Guggenheim 'Lab' set to swing through Berlin
David Wroe · 29 Apr 2011, 07:54
Published: 29 Apr 2011 07:54 GMT+02:00
The project is basically a travelling think tank on what cities ought to be now and in the future. The BMW Guggenheim Lab – a collaboration between the Solomon R. Guggenheim Foundation and German carmaker BMW – will travel the world drumming up ideas.
The host cities are still a secret. But various media reports have said Berlin has been chosen as the European host and that a parking lot at the northern end of Kastanienallee in the Prenzlauer Berg district is the planned site – which insiders have confirmed to The Local.
The temporary project is set to begin in the German capital in the spring of 2012.
There will be three BMW Guggenheim Labs, each of which will travel to three major cities. The first Lab will start in North America then move to Europe and finally to Asia.
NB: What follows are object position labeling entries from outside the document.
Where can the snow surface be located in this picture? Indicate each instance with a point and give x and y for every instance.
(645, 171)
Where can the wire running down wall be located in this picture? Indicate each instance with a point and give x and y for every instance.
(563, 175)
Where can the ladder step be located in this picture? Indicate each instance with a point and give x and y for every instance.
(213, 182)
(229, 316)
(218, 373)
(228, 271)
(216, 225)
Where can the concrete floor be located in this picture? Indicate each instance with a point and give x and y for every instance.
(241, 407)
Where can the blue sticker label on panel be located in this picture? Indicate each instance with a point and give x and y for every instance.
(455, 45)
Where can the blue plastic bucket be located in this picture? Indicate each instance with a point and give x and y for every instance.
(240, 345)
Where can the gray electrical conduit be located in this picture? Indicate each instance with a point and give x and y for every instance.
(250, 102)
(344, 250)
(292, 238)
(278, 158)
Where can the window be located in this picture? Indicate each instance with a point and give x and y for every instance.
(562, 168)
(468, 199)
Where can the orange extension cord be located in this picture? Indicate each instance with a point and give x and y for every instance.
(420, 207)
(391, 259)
The architect will be Japanese firm Atelier Bow-Wow and the graphic designers will be South Korean duo Sulki & Min.
According to the Guggenheim in New York, each Lab will be an “innovative movable structure that will travel from city to city” and bring together artists, architects and scientists for “research, experimentation, and the sharing of ideas about major issues affecting urban life.”
The still somewhat scruffy Kastanienallee is the favoured site in Berlin. But others are supposedly being considered, including Pfefferberg, a nearby cultural venue at a former brewery, a source said.
The catch with Kastanienallee is that the Guggenheim project has run into a local dispute over plans to dramatically revamp of the popular shopping and café boulevard. While officials hope to improve tram and bike traffic, many residents and business are vehemently opposed to narrowing the street's trademark wide sidewalks.
According to Severin Höhmann, who is running for a seat in the Berlin parliament for the centre-left Social Democratic Party in the city’s September election, redevelopment work on the street was being rushed to fit the timetable of the Guggenheim project, to the detriment and against the wishes of local business owners.
“In my view there is a misunderstanding. It’s about the future of a city … but Berlin is trying to make itself clean and new,” he said. “Even though (local traders) want the Guggenheim, they don’t want it done this way, with this street renewal. They’re changing the time-frame of the project just for the Guggenheim, which isn’t going to be good for the shops and cafés.”
He said the redevelopment should be done over two or three years with close consultation with residents and business owners.
“It should be done more slowly and they should be talking more to people … Now it’s like (controversial rail project) Stuttgart 21. That’s the way of politics today: ‘We decide to do it and we don’t have time to talk to people.'”
Höhmann stressed the BMW Guggenheim Lab would be a great thing for the city but said a rushed overhaul of Kastanienallee without sufficient consultation went against the entire spirit of the project.
“It would be a terrific thing for Berlin. I absolutely want to welcome Guggenheim here. It’s just that it’s not necessary to clean up the neighbourhood to have it. If I have understood it correctly, one of the points of the Guggenheim project is to talk about how cities change, but you can’t do that if it’s not about the city and its people but about the city and politics. It would be a good chance to talk about Kastanienallee.”
One insider, who did not want to be named, said Kastanienallee might have to dropped in favour of another Berlin site.
For now, officials are tight-lipped about the plans. Jens-Holger Kirchner, a Greens member of the Pankow district council who is responsible for public policy, did not respond to request for comments.
However, he told the daily Tagesspiegel earlier this month that having the Lab would be “a great honour and a greater asset” for the city and that the project would enrich the current debate about the future of Kastanienallee.
Guggenheim director of public relations in New York, Betsy Ennis, declined to comment on the Berlin situation and simply told The Local the museum would hold a press conference on Friday, May 6.